Isi dan syair lagu-lagu pada seni qasidah para ulama membuat batasan. Bahwa lagu qasidah haruslah mengandung pada keimanan pada Allah SWT, ketaatan dalam beribadah , berbuat kebajikan dan hal-hal positif lainnya.
Qasidah sebagai salah satu kesenian terus mengikuti perkembangan jaman, mulai dari alat-alat yang digunakan (dicampur dengan alat musik modern) sampai pada tata tampilan di panggung, tetapi ada juga group qasidah yang masih mempertahankan keasliannya.
Di Indonesia beberapa tahun yang lalu pernah muncul group qasidah modern yang cukup populer, diantaranya Rofiqoh Dartowahab dan Nasida Ria. Pemain qasidah paling sedikit ada 8 orang, terdiri atas 3 orang pemain rebana kecil yang berfungsi sebagai melodi atau pengatur lagu, 4 orang pemegang rebana besar. Dari rebana ke-4 hingga ke-7 ukurannya bertambah besar, sehingga rebana ke -7 merupakan yang paling besar. 1 orang pembawa kecrek yang bertugas mengiringi tabuhan ke-7 rebana tersebut.
Kesenian qasidah dapat dikenal dan dipelajari di sekolah-sekolah baik tingkat SD,SLTP, maupun SMA sebagai bagian dari kegiatan ekstrakuikuler, dan sejak 8 tahun yang lalu kesenian qasidah merupakan salah satu mata lomba dalam kegiatan Pentas PAI (Pekan Keterampilan dan Seni Pendidikan Agama Islam) dan dilombakan mulai dari tingkat kecamatan, kabupaten, serta provinsi, sedangkan beberapa mata lomba lainnya seperti pildacil dan MTQ sudah dilombakan sampai tingkat nasional.
Kegiatan Ekstrakulikuler Qasidah di SDN Banjarsari
Kesenian qasidah mulai diperkenalkan pada siswa di SD tempat saya mengabdi pada tahun 2010. Awalnya saya sendiri yang memperkenalkan pada siswa karena saya pernah belajar di majelis ta’lim tempat ibu-ibu di sekitar rumah mengadakan kegiatan pengajian, rebananya pun masih meminjam dari majelis ta’lim.
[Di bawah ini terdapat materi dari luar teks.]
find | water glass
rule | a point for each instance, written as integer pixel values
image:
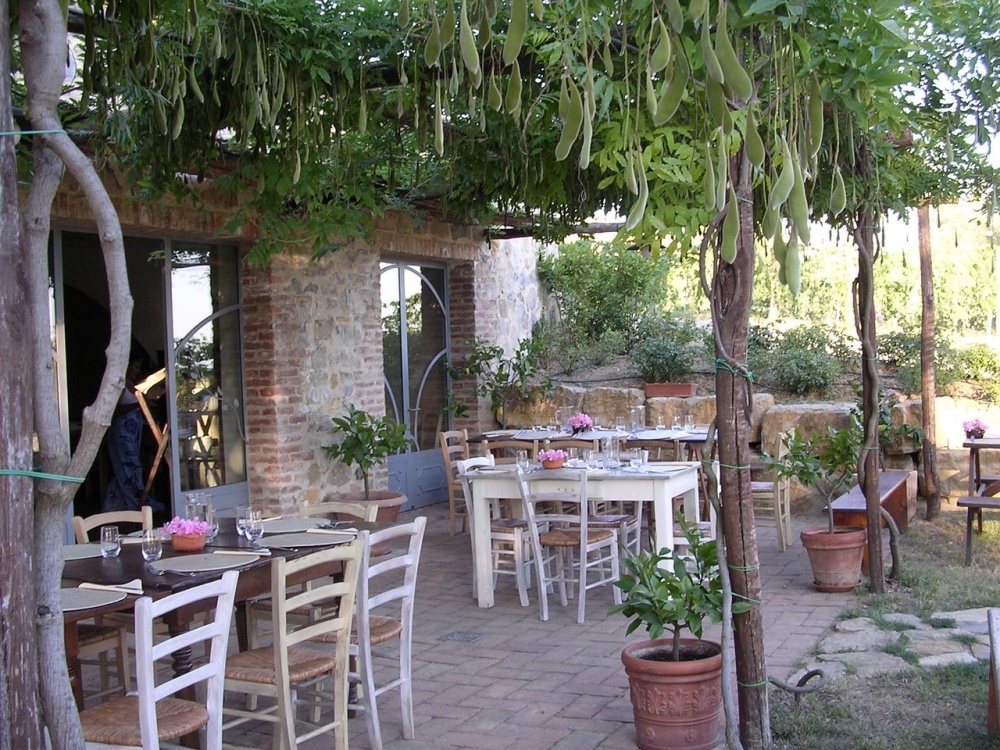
(111, 543)
(152, 545)
(255, 526)
(242, 519)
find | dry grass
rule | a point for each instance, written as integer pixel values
(927, 709)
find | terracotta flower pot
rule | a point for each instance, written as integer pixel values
(188, 542)
(676, 704)
(836, 557)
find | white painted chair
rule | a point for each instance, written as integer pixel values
(281, 669)
(510, 542)
(566, 549)
(154, 714)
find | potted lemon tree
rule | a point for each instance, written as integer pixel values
(367, 442)
(668, 594)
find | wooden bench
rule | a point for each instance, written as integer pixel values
(975, 506)
(898, 494)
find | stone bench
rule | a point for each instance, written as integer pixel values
(898, 494)
(975, 506)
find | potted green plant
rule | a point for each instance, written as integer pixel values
(368, 442)
(828, 462)
(504, 380)
(665, 352)
(668, 594)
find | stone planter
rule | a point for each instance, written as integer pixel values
(676, 704)
(187, 542)
(668, 390)
(835, 558)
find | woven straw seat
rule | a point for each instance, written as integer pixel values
(258, 665)
(571, 537)
(117, 721)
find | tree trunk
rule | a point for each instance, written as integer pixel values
(928, 388)
(19, 719)
(730, 296)
(864, 300)
(43, 52)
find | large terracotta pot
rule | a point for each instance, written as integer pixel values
(388, 502)
(836, 557)
(676, 704)
(667, 390)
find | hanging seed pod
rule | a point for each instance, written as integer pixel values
(639, 207)
(494, 97)
(513, 99)
(467, 41)
(708, 181)
(793, 265)
(661, 55)
(838, 195)
(752, 141)
(712, 66)
(798, 205)
(730, 229)
(736, 77)
(630, 180)
(651, 101)
(571, 123)
(515, 31)
(438, 120)
(786, 178)
(674, 94)
(814, 110)
(675, 15)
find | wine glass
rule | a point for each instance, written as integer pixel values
(152, 545)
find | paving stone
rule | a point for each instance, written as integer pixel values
(864, 640)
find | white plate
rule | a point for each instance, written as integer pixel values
(292, 524)
(81, 551)
(74, 599)
(288, 541)
(202, 563)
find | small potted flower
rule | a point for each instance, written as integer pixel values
(975, 428)
(187, 534)
(553, 459)
(580, 422)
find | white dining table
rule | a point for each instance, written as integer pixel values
(657, 484)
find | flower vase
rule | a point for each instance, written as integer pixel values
(188, 542)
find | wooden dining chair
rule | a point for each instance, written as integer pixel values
(286, 666)
(155, 714)
(82, 526)
(566, 549)
(386, 592)
(510, 543)
(454, 447)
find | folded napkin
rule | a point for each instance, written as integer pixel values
(334, 532)
(132, 587)
(261, 551)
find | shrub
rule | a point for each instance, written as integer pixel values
(804, 371)
(601, 287)
(667, 348)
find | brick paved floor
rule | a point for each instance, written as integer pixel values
(499, 679)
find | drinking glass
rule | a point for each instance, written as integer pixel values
(111, 543)
(242, 519)
(255, 526)
(152, 545)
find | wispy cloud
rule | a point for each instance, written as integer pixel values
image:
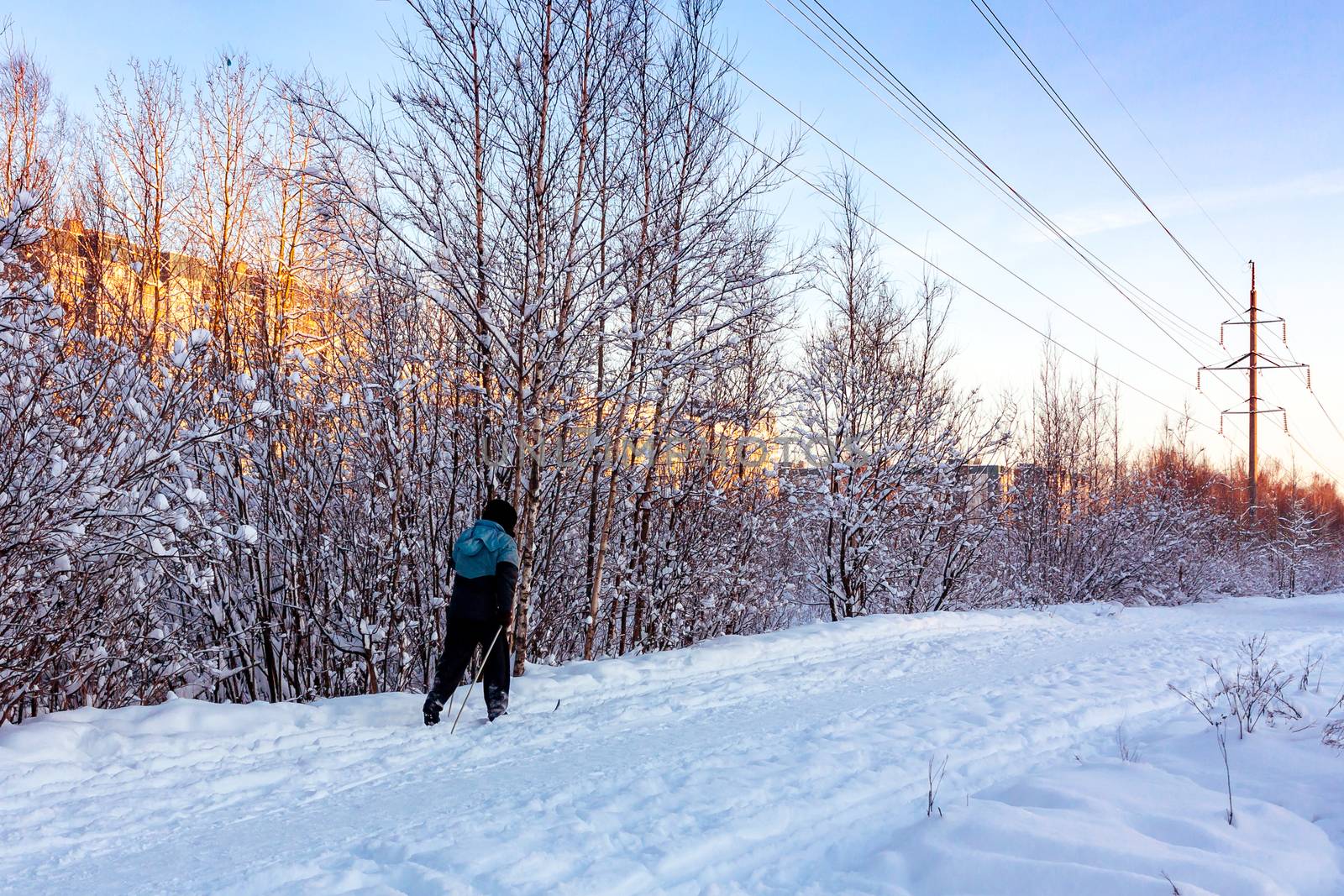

Setelah beberapa kali latihan terbentuklah satu group qasidah sekolah yang akan diikutsertakan dalam lomba Pentas PAI tingkat kecamatan tahun 2010. Allhamdulillah walaupun masih baru belajar, grup qasidah sekolah kami berhasil menjadi juara III.
Berawal dari kegiatan lomba tahun 2010 itulah saya bertekad untuk lebih mengembangkan lagi kesenian qasidah di sekolah kami, karena melihat dari sisi positif kesenian qasidah yang islami, syairnya sarat makna dan juga mendidik, saya berfikir bahwa dengan mencintai qasidah akan mengurangi pengaruh buruk pada siswa dari kesenian lainnya yang beberapa diantaranya kurang mendidik, misalnya saja syair lagu yang vulgar, gerakan yang tidak senonoh, ataupun tata busana yang sangat minim, yang kurang pantas untuk ditiru anak sekolah apalagi seusia sekolah dasar, sedangkan dalam seni qasidah selain syairnya yang sarat makna, berisi pendidikan juga tata busana dan variasi gerakan yang sangat terjaga nilai-nilai kesopanannya.
Seni qasidah merupakan suatu seni yang berbentuk kelompok, tidak mungkin menyajikannya secara individual, oleh karena itu diperlukan kerjasama tim yang kompak dan solid untuk dapat menampilkan qasidah yang baik. Bentuk kerjasama inilah yang juga memotivasi saya untuk terus mengembangkan kegiatannya dalam bentuk ekstrakurikuler di sekolah, karena selain dapat membina karaktek siswa dari segi kerjasama dengan orang lain, saling menghargai, dan kedisiplinan sekolah pun dapat menjadikannya sebagai ajang untuk meraih prestasi.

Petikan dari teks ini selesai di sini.